Home of the Jim Heath Channel and Fact News

It was like a Republican dream: Minority voters, stuck in lines for hours, having a difficult time casting their ballots on election day.

Hourslong waits, problems with new voting machines and a lack of available ballots plagued voters in majority minority counties in Georgia on Tuesday — conditions the secretary of state called “unacceptable” and vowed to investigate.

Democrats and election watchers said voting issues in a state that has been plagued for years by similar problems, along with allegations of racial bias, didn’t bode well for the November presidential election, when Georgia could be in play.

“This seems to be happening throughout Atlanta and perhaps throughout the county. People have been in line since before 7:00 am this morning,” Atlanta Mayor Keisha Lance Bottoms, a Democrat, tweeted shortly after polls were supposed to open — and in some cases still hadn’t.

Secretary of State Brad Raffensperger, a Republican, said the problems “in certain precincts” in Fulton and DeKalb counties were “unacceptable.”

“My office has opened an investigation to determine what these counties need to do to resolve these issues before November’s election,” he said in a statement.

Voting problems in the state also plagued Fulton County in 2018, which led to allegations of voter suppression by Democrats.

The secretary of state at the time was Brian Kemp, a Republican, who wound up winning the governorship by a thin margin against Democrat Stacey Abrams. Abrams at the time called the election “rotten and rigged.”

She tweeted Tuesday that “Georgians deserve better.”

“From Jasper to Fulton to Coffee & Chatham, long lines, inoperable machines & under-resourced communities are being hurt,” Abrams wrote, adding that Raffensperger “owns this disaster.”

“He must stop finger-pointing and fix it,” she said.

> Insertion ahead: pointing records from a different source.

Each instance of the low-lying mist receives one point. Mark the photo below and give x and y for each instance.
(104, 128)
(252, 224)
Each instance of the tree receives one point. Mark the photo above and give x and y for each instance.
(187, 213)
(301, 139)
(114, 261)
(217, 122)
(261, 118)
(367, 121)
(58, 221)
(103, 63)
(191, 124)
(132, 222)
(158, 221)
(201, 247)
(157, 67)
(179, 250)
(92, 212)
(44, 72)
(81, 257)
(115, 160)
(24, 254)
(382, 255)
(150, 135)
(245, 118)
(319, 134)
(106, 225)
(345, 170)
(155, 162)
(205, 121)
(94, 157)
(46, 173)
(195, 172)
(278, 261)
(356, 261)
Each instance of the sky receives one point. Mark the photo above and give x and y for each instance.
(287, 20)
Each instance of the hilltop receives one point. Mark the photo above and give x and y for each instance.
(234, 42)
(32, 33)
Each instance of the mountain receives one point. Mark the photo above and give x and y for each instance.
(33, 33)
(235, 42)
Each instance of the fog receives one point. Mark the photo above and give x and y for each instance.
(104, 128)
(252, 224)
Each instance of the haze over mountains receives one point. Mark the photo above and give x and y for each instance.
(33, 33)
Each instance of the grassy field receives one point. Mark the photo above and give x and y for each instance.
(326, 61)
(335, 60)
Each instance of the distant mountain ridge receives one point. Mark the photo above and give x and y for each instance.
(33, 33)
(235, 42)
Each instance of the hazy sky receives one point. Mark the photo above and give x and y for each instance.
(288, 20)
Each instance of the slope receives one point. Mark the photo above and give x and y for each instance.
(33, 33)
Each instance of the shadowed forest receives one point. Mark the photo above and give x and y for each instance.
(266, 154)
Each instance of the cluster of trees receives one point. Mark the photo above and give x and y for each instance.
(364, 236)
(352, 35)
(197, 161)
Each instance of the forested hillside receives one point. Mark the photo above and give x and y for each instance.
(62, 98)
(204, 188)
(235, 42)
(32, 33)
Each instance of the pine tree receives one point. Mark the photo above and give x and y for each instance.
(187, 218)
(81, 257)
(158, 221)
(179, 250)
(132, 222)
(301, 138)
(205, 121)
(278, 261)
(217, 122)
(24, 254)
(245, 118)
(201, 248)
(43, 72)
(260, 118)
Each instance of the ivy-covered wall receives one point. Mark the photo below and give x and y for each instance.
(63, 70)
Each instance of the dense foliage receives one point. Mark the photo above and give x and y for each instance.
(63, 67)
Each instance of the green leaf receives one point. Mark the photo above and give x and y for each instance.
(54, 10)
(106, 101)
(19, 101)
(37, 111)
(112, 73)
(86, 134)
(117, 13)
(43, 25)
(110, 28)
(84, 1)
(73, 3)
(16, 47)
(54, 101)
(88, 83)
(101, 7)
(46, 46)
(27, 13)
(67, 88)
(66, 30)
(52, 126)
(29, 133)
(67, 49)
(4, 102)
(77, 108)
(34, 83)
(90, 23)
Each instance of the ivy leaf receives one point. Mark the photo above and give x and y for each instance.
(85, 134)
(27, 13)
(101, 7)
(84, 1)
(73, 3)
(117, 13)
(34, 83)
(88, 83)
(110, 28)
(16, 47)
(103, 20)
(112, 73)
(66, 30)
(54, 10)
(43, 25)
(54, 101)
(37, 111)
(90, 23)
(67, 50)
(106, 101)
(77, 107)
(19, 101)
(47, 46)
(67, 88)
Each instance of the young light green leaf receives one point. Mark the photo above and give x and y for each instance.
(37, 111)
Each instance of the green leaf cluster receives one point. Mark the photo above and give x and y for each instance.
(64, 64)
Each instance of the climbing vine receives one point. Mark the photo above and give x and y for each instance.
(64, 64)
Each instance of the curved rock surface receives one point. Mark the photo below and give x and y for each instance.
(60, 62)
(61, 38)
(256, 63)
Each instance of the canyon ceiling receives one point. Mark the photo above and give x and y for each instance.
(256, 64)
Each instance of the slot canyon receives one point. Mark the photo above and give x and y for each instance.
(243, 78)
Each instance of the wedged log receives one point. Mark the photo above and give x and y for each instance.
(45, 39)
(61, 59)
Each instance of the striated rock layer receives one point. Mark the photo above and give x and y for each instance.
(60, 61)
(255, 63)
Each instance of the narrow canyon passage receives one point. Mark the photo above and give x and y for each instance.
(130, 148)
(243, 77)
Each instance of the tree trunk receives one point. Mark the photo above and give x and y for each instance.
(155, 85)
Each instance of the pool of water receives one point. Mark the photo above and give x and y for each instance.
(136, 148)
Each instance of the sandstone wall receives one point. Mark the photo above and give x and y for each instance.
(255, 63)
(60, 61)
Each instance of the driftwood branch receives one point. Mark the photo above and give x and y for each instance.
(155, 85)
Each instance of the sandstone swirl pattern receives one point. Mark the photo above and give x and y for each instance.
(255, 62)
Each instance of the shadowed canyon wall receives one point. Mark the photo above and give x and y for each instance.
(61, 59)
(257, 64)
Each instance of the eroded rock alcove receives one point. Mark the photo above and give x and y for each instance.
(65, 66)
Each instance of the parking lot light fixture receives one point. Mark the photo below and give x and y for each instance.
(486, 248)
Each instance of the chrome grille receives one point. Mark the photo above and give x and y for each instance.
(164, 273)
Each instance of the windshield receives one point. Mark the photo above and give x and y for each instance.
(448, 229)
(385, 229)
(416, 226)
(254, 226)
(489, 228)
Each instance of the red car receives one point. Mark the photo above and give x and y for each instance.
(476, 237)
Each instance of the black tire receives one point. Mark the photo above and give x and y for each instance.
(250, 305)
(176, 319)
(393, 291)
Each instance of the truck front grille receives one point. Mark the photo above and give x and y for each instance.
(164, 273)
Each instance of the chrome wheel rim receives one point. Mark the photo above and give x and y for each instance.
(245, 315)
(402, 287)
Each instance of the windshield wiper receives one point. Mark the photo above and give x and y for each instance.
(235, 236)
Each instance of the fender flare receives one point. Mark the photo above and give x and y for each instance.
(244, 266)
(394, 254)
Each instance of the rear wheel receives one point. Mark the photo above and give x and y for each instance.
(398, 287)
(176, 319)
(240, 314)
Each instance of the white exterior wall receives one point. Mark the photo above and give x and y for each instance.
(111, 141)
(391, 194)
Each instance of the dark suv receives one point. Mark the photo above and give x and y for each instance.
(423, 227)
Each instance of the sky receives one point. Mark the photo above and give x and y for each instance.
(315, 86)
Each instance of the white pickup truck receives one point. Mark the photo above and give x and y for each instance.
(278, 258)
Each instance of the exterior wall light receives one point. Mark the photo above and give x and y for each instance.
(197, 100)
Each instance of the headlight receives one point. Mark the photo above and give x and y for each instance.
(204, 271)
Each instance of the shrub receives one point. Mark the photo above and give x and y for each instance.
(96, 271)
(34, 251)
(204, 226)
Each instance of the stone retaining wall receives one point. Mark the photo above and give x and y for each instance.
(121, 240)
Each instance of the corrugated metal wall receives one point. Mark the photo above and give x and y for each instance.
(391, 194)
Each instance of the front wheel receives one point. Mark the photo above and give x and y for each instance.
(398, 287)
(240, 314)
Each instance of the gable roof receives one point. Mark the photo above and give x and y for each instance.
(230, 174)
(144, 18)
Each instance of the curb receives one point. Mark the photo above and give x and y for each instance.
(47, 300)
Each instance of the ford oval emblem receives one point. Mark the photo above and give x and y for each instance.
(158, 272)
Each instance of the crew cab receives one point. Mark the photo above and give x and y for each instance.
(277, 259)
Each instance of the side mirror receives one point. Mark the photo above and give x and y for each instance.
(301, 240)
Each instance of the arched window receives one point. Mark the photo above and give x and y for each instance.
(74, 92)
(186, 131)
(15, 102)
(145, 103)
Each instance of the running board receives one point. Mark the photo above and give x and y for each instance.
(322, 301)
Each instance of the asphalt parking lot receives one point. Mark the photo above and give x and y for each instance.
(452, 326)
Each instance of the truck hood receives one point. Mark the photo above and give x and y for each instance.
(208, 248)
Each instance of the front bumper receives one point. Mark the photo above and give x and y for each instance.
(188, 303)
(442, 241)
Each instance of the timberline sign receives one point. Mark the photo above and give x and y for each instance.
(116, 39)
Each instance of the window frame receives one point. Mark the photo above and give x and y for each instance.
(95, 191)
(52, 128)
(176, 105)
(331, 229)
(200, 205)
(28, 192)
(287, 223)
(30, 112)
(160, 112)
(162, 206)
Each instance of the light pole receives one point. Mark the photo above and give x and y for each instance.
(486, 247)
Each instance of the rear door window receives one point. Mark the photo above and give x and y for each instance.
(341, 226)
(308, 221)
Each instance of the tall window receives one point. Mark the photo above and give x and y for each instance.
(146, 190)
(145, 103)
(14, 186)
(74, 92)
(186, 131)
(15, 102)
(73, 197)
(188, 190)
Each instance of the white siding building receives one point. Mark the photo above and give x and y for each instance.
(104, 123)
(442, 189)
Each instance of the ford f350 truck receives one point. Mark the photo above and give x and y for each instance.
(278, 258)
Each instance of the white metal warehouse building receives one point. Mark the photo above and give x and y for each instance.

Democrats have targeted Georgia — which has added 700,000 registered voters to the rolls since 2018 — as a possible swing state in November.

Rachana Desai Martin, the national director of voter protection for Joe Biden, the presumptive Democratic presidential nominee, said that what happened Tuesday is “unacceptable” and noted that many voters reported asking for — and never receiving — absentee ballots.

DeKalb County CEO Michael Thurmond blamed Tuesday’s issues on Raffensperger, who Thurmond said should be investigated by the governor’s office.

“It is the secretary of state’s responsibility to train, prepare and equip election staff throughout the state to ensure fair and equal access to the ballot box. Those Georgians who have been disenfranchised by the statewide chaos that has affected the voting system today in numerous DeKalb precincts and throughout the state of Georgia deserve answers,” Thurmond said.

Kristen Clarke, president and CEO of the Lawyers’ Committee for Civil Rights Under Law, a civil rights group, called the election “a catastrophe.”

“If we view the primary election as a dry run for November, then Georgia gets an F today,” Clarke said.

She said her group has been flooded with calls from “voters who encountered barriers from polling sites that are not open on time, malfunctioning equipment, long lines with several hours’ wait time, insufficient backup paper ballots and more.”

Three-quarters of voters who called with problems identified as African American, Clarke said.

One state lawmaker, Rep. William Boddie of Atlanta, said there was ‘a complete meltdown’ in the state’s biggest city.

‘It’s really disheartening to see a line like this in an area with predominantly black residents,’ said Benaiah Shaw, a 25-year-old African American, as he cast a ballot in Atlanta.

The reports out of the state don’t bode well for November, when the state will be in play during the presidential election between President Trump and Biden.

Biden and Trump are expected to fiercely compete in this rapidly changing state.

That leaves officials, who have already been criticized for attempting to suppress the vote, with less than five months to turn things around.

 

Lines were long at some Georgia polling places, especially those in minority communities.

 

The Trump campaign seized on the problems to amplify the president’s broader opposition to expanded mail voting this fall.

‘The chaos in Georgia is a direct result of the reduction in the number of in-person polling places and over reliance on mail-in voting,’ said Trump campaign senior counsel Justin Clark. ‘We have a duty to protect the constitutional rights of all of our citizens to vote in person and to have their votes counted.’

The Biden campaign called the voting problems in Georgia ‘completely unacceptable’ and a threat to free and fair elections.

‘We only have a few months left until voters around the nation head to the polls again, and efforts should begin immediately to ensure that every Georgian — and every American — is able to safely exercise their right to vote,’ said Rachana Desai Martin, the campaign’s national director for voter protection and senior counsel.

Long lines also plagued voting in Las Vegas Tuedsay, where voters told the AP that they been waiting four and five hours in some cases even as state election officials suggested wait times reached three hours only in one location.